The radar station at lies just to the north of Dirleton and is one of a handful of Second World War GCI (Ground-controlled interception) Radar complexes that have survived demolition. In the early 1940s it was a site for mobile control and aerial trailers, but because of the continued incursion of night raiders more sophisticated equipment was required to direct friendly fighter aircraft to the enemy and the earlier Chain Home radar network needed to be augmented. The latter was designed to detect incoming waves of German aircraft during daylight and direct British fighters to a point where they could make visual contact (i.e. within a mile or so). In darkness, however, central command had to direct night fighters to within hundreds of metres in order to engage the enemy and the station at Dirleton was constructed as part of a system designed to provide this level of accuracy and control.

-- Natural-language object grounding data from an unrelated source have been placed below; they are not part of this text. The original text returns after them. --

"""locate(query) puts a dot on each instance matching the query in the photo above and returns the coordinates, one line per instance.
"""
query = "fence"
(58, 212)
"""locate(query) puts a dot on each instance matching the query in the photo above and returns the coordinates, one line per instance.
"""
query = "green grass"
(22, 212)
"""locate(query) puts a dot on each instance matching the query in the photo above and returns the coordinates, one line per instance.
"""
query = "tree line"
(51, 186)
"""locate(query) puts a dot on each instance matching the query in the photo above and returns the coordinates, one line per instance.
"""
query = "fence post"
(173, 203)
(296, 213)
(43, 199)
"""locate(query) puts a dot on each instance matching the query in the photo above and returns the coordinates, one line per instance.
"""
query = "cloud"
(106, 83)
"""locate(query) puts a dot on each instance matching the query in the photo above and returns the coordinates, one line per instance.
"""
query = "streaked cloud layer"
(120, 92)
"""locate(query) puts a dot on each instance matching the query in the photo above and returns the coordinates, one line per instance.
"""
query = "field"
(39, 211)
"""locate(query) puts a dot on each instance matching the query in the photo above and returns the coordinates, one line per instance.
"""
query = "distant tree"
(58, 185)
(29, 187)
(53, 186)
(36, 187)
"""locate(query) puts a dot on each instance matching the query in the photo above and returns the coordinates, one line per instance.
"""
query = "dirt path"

The main operations block, often called a Happidrome, was the hub of the complex and it was from here that underground cables ran to the various transmitters and receivers in the surrounding areas. These included height finding equipment, plan and position indicators and machinery for the identification of friend and foe signals sent by incoming aircraft. The information obtained was collated in the operations room and relayed to the fighter stations at Drem and the training unit at Charterhall.

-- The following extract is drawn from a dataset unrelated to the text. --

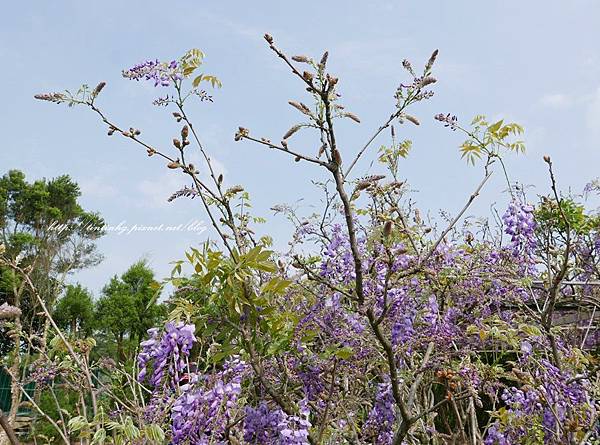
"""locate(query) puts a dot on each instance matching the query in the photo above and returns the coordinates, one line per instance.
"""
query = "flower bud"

Although staff were not billeted at the station it was largely self-sufficient with its own water supply, sewage treatment plant, generator house and telephone exchange. Welfare facilities included canteens, showers and rest rooms. It is clear that in times of emergency the site could have carried on independently of the national grid and, with the blast doors closed and air filtration unit functioning, it could have survived all but the most direct of hits from enemy planes.

In its later life it passed over many of its main functions to other centres but it continued as a training venue until the 1950s. Prior to development of the site a full survey was undertaken by Headland Archaeology and archived at the National Monuments Record of Scotland, it is now a private home.